Delphine de Vigan - Rien ne s'oppose à la nuit (2011)



Si l'on s'y intéresse, il faut entendre le philosophe Gilles Deleuze parler de Littérature*.
Dans les 80’s, il évoquait déjà cette scène littéraire française qui limitait l’écriture à « sa petite chose personnelle ». Selon lui, on n’écrit pas parce que belle maman est morte dans d’atroces souffrances, pas même parce que votre dernière histoire d’amour a fini en eau de boudin. Non, on écrit pour cette chose indéfinissable, qui de toute manière nous dépasse et nous dépassera toujours.

Autant dire que Deleuze aurait vomi ce « rien ne s’oppose à la nuit ». Delphine de Vigan pousse ici l’autofiction (le voyeurisme donc) très loin. Franchement, il y a matière à faire passer les personnes mettant leurs écographies en profil Facebook pour des frileux, des qui-n’en-montrent-pas-assez, des pudiques devant l’éternel.
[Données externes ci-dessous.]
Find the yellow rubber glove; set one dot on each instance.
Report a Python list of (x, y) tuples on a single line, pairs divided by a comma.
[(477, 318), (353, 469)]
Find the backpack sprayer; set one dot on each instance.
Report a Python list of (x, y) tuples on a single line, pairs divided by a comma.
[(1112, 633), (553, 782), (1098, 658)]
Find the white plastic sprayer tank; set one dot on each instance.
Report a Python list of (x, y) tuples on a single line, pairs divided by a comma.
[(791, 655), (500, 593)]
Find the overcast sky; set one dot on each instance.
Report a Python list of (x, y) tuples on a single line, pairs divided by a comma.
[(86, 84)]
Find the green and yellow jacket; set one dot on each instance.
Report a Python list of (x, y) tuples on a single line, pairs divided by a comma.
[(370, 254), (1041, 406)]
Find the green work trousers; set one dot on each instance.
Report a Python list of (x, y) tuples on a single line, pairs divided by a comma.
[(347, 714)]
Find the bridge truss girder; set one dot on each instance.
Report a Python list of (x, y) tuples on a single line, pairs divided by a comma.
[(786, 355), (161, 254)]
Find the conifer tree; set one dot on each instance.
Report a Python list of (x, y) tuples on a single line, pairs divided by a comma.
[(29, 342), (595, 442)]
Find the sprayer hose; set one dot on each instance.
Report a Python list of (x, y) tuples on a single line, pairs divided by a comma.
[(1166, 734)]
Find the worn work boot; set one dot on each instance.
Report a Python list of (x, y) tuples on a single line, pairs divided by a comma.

(Au fond, peut être que ceux qui affirment que la vie privée est devenue une histoire de vieux cons ont raison ; mais, pour combien de temps ?)

De Vigan se livre donc ici à l’exercice du Grand Récit familial, en évoquant les mésaventures diverses et variées qui ont cristallisé leur destinée commune. C’est aussi sombre qu’une forêt d’épineux un soir de novembre.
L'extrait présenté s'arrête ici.